Jeśli komuś naprawdę smakuje tylko łosoś i nie może się bez niego obejść to chciałbym zauważyć że mamy coraz szerszą ofertę wypraw morskich gdzie szansa na srebrną metrówkę jest nieproporcjonalnie większa niż w jakiejkolwiek rzece w PL. Ewentualnie zawsze zostaje "tesco" i "norweg"

. Obie opcje podejrzewam że w przeliczeniu na kg są tańsze niż rzeczne wyprawy w poszukiwaniu lax-a.
Nie chcę dyskutować czy na Pomorzu mamy szanse na ilości łososi porównywalne do rzek skandynawskich, szkockich czy irlandzkich bo tu raczej skłaniałbym się do poglądu Kol. kaszub1974 że łosoś zawsze był i prawdopodobnie będzie ułamkiem procenta w stosunku do potencjalnych możliwości utrzymania populacji troci.

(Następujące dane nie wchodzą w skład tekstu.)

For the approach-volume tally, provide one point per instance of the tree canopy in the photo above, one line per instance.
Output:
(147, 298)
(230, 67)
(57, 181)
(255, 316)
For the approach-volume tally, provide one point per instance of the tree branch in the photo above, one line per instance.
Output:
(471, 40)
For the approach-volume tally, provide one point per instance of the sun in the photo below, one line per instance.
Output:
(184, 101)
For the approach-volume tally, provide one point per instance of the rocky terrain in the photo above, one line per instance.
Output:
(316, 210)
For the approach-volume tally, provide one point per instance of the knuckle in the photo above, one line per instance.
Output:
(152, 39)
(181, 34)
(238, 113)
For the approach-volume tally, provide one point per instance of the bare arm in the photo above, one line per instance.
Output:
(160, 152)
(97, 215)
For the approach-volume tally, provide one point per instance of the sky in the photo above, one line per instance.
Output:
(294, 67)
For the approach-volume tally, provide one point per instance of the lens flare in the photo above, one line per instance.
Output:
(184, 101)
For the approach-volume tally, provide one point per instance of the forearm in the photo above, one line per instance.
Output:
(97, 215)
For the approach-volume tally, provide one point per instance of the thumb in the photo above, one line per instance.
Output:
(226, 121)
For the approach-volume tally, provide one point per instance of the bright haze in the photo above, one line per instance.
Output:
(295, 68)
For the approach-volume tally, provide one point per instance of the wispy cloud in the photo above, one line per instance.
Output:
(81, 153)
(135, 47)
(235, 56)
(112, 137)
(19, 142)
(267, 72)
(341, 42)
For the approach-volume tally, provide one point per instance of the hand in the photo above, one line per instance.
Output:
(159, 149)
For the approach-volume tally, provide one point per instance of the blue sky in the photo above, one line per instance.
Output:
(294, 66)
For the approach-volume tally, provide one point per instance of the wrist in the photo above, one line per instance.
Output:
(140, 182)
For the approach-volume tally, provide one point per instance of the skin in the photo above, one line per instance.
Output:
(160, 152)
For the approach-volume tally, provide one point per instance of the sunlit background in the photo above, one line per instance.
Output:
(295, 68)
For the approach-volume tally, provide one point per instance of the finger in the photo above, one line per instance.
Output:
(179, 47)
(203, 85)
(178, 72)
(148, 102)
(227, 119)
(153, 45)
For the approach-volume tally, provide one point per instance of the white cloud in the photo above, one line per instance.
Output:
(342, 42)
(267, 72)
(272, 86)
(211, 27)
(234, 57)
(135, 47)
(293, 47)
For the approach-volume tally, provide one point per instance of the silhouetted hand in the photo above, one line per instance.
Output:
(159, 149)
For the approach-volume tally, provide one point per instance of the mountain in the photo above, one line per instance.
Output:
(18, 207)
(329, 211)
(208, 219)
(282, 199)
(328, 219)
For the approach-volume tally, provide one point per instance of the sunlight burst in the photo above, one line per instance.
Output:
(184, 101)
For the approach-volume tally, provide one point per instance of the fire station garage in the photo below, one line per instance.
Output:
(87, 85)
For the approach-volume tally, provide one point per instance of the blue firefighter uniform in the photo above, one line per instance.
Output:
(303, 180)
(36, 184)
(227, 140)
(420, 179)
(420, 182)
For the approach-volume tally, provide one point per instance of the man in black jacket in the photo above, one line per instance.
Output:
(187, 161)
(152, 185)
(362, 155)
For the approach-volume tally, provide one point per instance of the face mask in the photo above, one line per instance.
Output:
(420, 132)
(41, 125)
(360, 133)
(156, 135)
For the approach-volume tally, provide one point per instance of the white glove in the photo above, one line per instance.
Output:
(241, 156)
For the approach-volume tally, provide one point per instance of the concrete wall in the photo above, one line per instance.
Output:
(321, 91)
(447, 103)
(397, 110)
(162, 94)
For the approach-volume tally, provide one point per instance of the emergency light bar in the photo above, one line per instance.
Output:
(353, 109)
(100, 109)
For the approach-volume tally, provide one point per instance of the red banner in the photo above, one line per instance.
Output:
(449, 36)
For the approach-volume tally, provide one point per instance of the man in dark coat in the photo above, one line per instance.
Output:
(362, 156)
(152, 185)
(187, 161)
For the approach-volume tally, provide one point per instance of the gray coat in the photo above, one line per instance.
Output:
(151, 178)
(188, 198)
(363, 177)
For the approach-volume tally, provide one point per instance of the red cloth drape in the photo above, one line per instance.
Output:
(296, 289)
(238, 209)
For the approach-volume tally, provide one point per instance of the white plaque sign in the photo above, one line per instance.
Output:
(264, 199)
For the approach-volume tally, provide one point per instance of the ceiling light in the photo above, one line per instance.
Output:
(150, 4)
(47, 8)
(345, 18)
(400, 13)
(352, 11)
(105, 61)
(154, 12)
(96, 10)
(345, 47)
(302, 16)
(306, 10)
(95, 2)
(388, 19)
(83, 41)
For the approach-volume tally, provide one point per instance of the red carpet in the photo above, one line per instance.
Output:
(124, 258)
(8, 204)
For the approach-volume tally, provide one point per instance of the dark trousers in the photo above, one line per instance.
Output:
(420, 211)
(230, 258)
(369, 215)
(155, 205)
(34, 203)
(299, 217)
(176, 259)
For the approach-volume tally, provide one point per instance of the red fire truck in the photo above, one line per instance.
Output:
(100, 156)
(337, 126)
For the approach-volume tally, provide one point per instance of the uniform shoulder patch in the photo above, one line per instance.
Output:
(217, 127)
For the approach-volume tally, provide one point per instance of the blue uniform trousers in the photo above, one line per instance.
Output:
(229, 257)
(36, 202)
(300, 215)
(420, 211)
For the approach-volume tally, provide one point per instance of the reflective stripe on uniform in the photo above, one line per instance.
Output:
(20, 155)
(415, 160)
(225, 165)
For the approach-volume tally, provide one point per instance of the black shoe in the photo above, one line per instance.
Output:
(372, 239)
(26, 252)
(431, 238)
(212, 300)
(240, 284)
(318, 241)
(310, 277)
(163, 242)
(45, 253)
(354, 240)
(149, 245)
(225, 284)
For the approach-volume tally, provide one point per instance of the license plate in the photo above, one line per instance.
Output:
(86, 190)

Wynika to zapewne z wielu czynników o których już w tej dyskusji wspominano. Jednak uważam że jeśli jest jakakolwiek szansa na utrzymanie w jakiejkolwiek rzece Pomorskiej naturalnej populacji łososia nawet przy częściowym wsparciu sztucznym tarłem, to należy robić wszystko by te łososie chronić nawet jeśli nigdy nie miały by się przebić przez te 0.6% udziału w ogólnej liczbie wędrownych łososiowatych. Wartością samą w sobie jest w tej sytuacji sama bioróżnorodność ichtiofauny.